Zwist um einen Gastbeitrag von Ministerpräsident Markus Söder
Als Lobbyist rückt er Politikern wie Markus Söder auf die Pelle (der im Film auch einen kurzen Auftritt hat), ist bei ÖDP und Grünen zu Gast, feiert mit seinen Verbandsgenossen kleine Triumphe wie etwa die Änderung des Naturschutzgesetzes in Bayern. Als der Ornithologe sich auf einer Redaktionssitzung der Zeitschrift Vogelschutz, des Zentralorgans des LBV, dafür ausspricht, Söder einen Gastbeitrag einzuräumen, er sei ja immerhin der Ministerpräsident, tritt eine der feinen Bruchlinien zutage, die es zwischen primär um die Umwelt Besorgten und primär ideologisch Besorgten immer schon gegeben hat: Dem Naturwissenschaftler Schäffer geht es allein um die Sache: den Artenschutz. Der Redaktionsleitung geht es darum, den Feind zu markieren. Wer genau hinhört, bemerkt zudem: Nicht dem abstrakten Klimaschutz gilt Schäffers Hauptaugenmerk, sondern dem ganz konkreten Artenschutz.
„Vogelperspektiven“ ist der Film zum Weltnaturgipfel, der im Dezember in Montreal stattfand. Etwa 10.000 Vogelarten gibt es auf der Welt. Viele sind bedroht. Neben einheimischen Vertretern wie Eisvogel, Kohlmeise, Spatz, Lumme, Uferschnepfe, Wachtelkönig, Teichrohrsänger und Kuckuck hat der Film auch ein paar Exoten zu bieten. Die spektakulärste der vielen Vogelperspektiven ist eine Zugvogelperspektive – aus der Luft über Burkina Faso. Emotional wird es bei der Auswilderung von Wally und Bavaria, zwei aus Spanien importierten Bartgeiern, Schäffers Herzensprojekt. Ist es möglich, Europas größten Greifvogel nach seinem Aussterben bei uns wieder anzusiedeln?

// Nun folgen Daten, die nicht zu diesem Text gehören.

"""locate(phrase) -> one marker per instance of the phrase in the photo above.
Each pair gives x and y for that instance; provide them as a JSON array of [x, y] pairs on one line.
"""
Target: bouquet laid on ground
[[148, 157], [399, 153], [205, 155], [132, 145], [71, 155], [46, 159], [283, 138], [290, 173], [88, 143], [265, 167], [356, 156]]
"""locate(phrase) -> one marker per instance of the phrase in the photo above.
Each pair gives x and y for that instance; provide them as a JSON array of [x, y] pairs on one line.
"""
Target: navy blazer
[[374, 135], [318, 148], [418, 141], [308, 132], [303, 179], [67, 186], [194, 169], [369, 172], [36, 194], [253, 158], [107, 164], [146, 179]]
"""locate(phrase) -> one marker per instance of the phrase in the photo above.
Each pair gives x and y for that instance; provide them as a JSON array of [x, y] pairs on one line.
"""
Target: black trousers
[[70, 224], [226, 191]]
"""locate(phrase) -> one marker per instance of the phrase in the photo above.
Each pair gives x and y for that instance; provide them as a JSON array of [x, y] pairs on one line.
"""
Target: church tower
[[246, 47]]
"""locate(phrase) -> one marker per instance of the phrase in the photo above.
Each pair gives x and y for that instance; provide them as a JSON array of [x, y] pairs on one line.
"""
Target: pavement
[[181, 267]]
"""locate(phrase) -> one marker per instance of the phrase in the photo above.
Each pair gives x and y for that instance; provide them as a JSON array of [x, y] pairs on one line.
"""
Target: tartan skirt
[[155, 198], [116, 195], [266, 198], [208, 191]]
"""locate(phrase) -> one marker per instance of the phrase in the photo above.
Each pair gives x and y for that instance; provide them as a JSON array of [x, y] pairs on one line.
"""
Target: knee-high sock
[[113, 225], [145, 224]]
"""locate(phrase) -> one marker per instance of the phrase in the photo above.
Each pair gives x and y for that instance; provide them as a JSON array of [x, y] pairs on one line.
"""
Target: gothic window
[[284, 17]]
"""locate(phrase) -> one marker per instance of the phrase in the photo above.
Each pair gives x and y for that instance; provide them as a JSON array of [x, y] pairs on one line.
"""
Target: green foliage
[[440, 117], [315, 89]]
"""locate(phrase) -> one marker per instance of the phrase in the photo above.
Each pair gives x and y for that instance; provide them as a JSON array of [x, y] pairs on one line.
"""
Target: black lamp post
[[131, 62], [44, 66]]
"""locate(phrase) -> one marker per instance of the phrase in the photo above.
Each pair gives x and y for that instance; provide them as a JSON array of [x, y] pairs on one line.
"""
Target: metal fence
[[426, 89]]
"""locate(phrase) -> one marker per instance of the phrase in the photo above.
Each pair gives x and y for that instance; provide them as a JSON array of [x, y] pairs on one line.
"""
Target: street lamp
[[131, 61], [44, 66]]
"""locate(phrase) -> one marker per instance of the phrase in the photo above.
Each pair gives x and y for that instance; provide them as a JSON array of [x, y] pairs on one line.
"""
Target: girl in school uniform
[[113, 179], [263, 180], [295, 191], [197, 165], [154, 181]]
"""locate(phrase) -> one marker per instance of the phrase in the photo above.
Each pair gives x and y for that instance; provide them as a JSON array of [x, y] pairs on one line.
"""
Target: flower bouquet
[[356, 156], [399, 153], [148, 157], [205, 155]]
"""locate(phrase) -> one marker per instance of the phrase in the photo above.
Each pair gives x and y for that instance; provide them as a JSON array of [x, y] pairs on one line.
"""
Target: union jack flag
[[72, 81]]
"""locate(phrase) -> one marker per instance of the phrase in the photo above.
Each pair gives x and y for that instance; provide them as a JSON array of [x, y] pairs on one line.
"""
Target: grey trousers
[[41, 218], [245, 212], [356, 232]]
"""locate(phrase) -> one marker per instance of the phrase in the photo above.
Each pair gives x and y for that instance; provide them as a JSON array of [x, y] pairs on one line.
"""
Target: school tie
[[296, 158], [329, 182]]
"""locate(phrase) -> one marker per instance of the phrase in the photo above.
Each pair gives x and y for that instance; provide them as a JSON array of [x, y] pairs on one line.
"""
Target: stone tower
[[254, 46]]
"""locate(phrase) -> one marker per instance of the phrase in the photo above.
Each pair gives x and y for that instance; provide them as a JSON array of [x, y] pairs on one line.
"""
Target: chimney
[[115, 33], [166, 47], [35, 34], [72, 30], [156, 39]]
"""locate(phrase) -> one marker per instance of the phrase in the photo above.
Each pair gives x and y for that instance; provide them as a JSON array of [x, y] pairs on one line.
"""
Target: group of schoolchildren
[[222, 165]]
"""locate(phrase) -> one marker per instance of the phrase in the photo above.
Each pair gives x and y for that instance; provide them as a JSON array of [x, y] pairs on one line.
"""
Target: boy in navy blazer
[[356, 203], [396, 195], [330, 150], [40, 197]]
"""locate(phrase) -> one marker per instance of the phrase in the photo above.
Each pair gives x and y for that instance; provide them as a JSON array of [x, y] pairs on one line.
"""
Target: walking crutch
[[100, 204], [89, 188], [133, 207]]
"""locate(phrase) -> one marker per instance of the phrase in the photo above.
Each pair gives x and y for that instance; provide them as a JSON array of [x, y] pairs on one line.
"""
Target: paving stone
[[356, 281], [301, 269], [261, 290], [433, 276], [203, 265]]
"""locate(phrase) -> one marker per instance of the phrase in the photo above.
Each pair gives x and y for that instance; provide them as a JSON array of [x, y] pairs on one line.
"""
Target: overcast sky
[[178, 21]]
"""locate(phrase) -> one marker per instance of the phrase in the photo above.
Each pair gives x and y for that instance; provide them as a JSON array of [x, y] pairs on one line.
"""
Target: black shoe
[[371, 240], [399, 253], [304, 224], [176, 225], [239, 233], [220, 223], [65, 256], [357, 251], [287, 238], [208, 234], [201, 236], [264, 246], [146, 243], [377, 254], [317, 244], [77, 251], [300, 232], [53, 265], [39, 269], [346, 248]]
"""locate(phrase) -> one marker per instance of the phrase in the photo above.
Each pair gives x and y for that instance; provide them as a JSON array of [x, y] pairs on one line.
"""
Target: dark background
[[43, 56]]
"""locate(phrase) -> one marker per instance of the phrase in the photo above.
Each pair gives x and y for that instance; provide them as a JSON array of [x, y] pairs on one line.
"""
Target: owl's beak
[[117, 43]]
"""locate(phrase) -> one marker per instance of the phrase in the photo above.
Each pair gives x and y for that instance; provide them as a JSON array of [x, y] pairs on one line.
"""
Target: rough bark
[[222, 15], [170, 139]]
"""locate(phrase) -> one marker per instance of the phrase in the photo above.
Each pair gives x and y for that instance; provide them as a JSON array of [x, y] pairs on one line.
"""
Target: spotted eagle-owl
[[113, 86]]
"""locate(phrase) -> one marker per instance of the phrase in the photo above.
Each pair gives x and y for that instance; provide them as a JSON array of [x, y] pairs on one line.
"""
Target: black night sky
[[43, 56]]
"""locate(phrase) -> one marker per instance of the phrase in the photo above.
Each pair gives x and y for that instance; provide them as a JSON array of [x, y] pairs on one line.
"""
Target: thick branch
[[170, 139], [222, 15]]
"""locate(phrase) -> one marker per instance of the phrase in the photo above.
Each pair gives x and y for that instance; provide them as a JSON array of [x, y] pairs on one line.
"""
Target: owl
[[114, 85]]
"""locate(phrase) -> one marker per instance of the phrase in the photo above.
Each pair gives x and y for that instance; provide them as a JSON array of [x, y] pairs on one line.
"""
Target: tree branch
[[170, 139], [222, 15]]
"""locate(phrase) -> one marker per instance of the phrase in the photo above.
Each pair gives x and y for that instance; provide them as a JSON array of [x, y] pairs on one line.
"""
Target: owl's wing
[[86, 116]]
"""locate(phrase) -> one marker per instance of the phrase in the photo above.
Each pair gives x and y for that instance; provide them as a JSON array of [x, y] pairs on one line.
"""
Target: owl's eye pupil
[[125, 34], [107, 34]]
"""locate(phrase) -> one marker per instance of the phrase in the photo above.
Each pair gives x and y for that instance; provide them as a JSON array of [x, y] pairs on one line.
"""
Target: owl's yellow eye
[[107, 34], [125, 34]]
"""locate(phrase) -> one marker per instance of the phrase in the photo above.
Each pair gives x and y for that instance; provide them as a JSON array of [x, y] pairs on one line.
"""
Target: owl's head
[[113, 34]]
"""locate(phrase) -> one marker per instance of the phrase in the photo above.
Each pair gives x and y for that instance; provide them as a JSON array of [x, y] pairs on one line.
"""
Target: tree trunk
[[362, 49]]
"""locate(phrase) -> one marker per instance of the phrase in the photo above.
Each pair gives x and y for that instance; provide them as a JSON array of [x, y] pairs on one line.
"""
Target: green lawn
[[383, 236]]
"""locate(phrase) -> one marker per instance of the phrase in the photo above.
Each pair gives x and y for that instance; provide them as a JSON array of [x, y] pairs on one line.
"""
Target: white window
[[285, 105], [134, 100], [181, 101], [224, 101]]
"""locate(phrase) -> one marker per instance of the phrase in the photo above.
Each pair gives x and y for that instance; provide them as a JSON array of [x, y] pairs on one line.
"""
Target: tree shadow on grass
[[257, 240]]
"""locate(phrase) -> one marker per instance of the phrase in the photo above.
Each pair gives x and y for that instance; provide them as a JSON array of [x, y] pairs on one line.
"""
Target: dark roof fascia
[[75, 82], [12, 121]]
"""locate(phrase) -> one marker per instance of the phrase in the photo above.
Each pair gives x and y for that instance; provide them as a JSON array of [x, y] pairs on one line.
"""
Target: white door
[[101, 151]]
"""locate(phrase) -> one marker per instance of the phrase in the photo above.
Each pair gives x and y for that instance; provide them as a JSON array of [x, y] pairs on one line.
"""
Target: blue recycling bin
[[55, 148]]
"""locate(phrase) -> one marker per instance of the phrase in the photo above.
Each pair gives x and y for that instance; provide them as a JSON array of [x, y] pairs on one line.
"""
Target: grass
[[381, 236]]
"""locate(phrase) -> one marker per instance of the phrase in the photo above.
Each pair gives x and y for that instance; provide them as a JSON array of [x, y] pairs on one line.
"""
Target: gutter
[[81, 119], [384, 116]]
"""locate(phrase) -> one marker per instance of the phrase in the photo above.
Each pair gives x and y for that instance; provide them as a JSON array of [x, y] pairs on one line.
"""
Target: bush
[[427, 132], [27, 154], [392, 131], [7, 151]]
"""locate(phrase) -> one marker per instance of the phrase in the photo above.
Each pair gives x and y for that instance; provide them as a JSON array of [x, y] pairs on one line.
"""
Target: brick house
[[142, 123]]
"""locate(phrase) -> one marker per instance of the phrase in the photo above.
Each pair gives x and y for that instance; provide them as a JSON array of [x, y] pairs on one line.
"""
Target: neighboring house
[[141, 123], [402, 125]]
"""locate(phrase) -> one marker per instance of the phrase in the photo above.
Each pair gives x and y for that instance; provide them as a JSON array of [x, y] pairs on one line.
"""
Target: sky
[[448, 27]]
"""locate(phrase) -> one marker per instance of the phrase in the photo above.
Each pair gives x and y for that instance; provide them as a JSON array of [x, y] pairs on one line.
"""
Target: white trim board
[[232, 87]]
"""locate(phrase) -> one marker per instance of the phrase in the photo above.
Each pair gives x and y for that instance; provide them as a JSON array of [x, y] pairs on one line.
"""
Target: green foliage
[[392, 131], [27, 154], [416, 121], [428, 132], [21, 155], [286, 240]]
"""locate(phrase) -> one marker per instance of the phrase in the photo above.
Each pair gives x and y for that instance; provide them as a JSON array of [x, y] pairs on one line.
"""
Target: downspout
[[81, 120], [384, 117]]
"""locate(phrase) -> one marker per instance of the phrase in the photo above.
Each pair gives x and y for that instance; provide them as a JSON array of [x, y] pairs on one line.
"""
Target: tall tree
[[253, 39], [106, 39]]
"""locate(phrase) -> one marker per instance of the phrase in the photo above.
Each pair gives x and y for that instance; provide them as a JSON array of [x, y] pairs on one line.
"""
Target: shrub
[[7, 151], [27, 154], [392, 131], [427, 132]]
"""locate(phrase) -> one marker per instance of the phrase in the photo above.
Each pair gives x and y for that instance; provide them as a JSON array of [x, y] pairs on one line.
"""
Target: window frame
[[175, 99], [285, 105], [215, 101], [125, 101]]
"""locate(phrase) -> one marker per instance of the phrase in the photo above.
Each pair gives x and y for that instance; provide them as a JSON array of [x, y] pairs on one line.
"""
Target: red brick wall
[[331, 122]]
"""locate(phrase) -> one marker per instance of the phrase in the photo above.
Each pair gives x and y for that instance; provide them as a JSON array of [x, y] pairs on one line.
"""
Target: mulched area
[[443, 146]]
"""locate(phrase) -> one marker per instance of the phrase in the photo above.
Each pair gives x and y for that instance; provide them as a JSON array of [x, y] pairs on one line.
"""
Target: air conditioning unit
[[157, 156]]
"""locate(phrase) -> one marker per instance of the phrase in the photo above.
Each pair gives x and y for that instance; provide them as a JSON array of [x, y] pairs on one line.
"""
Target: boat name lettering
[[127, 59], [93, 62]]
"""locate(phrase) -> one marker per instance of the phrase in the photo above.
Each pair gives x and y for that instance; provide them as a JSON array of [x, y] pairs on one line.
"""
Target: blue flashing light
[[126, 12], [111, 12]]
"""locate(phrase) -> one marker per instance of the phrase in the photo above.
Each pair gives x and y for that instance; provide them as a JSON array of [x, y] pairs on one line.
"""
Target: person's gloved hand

Einer einleuchtenden Dramaturgie folgt das alles nicht. Reichlich unmotiviert springt Adolph von Orts-terminen mit Politikern zu drögen Verbandssitzungen und von da zurück in die freie Wildbahn. Dabei sollte eigentlich auch ein Dokumentarfilm eine Geschichte erzählen und mehr sein als ein Sammelsurium von Momentaufnahmen. Daß sich der Zuschauer aus Versatzstücken seine eigene Welt zusammenpuzzeln muß, mag postmodernen ästhetischen Konzepten entsprechen, aber vielleicht war es auch einfach so, daß der Regisseur keines hatte.
Am stärksten wirkt der Film von Jörg Adolph, der sich schon bei „Das geheime Leben der Bäume“ (2020) als Naturfreund zeigte, wenn philosophische Reflexionen seinen Bildern Tiefgang verleihen: Warum hält der Kuckuck sich nicht für einen Teichrohrsänger? Wie schafft es ein Vogelschwarm, kunstvollste Muster an den Himmel zu zaubern? Und woher wissen Zugvögel auch ohne Kompaß immer genau, wohin die Reise geht? Davon hätte es gern mehr geben können. Denn alle Ehrfurcht vor der Natur beginnt im Staunen über die Schöpfung.